Le crâne quasiment complet de Toumaï (image) a été mis au jour dans le désert du Djourab au Tchad, à 800 km au nord de Ndjamena dans le cadre de la MPFT (Mission paléoanthropologique franco-tchadienne) dirigée par Michel Brunet. Il a été découvert le 19 juillet 2001 par une équipe de quatre hommes (Ahounta Djimdoumalbaye, qui fut le premier à toucher le fossile, Fanoné Gongdibé, Mahamat Adoum et Alain Beauvilain, qui dirigeait la mission) en service au Centre national d'appui à la recherche (CNAR, Ministère de l'enseignement supérieur de la République du Tchad).

Cinq fragments de mâchoire, quelques dents et surtout une diaphyse de fémur gauche (TM266-01-063)[3] ayant pu appartenir à neuf individus ont été découverts de juillet 2001 à mars 2002 avec le crâne et sur deux autres sites proches.

Des méthodes de datations biogéochronologiques ont permis d'estimer l’âge de Toumaï à environ 7 millions d'années, en se fondant sur le degré d'évolution des mammifères présents à ses côtés, par comparaison avec d'autres faunes africaines similaires.
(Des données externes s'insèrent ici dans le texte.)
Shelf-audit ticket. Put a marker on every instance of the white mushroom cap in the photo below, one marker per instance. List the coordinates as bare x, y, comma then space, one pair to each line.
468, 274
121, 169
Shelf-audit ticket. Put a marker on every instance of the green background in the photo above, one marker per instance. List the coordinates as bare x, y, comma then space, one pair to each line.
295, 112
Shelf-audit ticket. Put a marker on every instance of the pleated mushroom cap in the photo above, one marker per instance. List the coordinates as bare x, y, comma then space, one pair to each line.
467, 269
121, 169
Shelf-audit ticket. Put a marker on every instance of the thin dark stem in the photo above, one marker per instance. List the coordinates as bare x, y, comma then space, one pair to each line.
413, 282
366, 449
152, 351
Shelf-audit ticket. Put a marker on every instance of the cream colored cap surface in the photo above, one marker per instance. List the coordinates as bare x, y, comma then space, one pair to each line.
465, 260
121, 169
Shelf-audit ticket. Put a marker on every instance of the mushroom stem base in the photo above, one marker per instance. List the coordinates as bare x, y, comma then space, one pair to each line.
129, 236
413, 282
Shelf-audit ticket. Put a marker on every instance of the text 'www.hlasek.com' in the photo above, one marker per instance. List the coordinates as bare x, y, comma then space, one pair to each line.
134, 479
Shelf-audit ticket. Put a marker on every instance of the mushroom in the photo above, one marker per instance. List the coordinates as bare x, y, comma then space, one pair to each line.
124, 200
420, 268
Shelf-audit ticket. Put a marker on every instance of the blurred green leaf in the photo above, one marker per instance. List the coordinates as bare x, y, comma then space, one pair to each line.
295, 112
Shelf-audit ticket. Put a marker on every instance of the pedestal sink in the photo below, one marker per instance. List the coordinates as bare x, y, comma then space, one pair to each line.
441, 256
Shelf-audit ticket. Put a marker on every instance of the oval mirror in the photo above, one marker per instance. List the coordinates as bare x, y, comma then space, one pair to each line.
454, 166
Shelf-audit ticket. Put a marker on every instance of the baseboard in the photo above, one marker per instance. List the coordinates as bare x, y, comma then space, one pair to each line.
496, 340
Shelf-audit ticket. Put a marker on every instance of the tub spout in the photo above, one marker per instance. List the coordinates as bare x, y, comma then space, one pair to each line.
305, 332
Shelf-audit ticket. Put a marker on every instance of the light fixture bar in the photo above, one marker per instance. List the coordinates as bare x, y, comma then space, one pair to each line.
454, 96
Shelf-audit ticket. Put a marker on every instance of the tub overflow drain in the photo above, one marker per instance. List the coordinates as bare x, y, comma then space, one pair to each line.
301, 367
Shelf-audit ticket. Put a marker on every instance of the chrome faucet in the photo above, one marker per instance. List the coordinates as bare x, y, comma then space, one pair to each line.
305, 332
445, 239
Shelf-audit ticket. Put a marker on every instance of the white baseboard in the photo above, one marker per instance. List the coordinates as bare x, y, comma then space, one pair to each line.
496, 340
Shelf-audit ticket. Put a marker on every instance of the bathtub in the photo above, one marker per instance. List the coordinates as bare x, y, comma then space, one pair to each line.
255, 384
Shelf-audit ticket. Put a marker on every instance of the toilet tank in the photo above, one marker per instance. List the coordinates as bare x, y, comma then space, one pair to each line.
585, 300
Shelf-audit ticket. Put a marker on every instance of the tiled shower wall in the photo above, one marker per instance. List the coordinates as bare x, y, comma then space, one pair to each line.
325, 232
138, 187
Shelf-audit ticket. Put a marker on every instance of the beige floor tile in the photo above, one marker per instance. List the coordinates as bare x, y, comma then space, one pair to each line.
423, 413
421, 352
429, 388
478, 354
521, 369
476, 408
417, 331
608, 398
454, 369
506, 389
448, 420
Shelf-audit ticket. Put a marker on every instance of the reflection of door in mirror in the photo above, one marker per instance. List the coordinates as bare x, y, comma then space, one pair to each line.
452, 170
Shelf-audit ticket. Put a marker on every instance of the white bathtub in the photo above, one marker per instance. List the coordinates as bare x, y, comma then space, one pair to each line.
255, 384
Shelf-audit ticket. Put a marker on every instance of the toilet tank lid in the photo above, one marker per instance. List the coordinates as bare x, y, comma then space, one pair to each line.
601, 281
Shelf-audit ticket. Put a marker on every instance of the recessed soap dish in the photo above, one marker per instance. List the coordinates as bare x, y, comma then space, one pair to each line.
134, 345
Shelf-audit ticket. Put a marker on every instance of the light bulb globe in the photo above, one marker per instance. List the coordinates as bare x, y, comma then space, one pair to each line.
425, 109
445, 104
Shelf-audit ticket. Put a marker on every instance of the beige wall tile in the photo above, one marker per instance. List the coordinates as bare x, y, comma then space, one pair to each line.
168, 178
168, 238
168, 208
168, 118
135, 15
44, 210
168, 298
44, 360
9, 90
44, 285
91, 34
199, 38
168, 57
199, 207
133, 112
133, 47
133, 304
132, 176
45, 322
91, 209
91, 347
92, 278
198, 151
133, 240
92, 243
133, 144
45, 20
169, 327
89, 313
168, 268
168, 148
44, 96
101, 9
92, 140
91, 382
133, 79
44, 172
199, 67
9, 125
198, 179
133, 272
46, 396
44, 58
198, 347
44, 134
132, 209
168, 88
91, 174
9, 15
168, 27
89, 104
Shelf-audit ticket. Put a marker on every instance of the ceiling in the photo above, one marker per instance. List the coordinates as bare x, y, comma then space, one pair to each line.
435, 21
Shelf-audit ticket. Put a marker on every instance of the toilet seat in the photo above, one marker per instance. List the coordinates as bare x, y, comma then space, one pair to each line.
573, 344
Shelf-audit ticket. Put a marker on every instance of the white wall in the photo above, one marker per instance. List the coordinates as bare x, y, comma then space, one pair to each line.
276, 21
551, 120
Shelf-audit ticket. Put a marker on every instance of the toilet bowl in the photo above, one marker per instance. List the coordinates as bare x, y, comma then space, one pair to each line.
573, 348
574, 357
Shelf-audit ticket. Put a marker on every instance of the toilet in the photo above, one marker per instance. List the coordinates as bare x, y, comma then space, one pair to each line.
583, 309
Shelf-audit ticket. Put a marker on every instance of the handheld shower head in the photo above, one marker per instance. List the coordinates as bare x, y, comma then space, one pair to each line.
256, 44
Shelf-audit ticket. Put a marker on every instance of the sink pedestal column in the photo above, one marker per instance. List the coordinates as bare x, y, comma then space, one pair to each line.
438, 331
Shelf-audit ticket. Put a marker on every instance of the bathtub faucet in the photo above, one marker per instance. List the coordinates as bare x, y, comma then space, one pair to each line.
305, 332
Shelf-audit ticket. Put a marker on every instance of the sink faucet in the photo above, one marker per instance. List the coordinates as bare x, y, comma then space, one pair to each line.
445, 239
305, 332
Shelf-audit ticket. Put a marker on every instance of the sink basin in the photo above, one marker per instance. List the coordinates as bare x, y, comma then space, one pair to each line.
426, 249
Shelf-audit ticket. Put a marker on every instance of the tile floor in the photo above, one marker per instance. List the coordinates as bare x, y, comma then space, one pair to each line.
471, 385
Une série de dates absolues a été obtenue par une équipe française pour les niveaux de sédiments qui étaient censés renfermer le fossile. Ces datations réalisées grâce à la méthode du béryllium 10 / béryllium 9 ont permis d'établir que l'âge de Toumaï serait compris entre 6,8 et 7,2 millions d'années[4] mais le crâne de Toumaï n’étant pas en place (in situ) dans le sédiment[5] et qu’il a même été déplacé lors d’une vraisemblable inhumation récente[6], cette méthode ne peut être appliquée.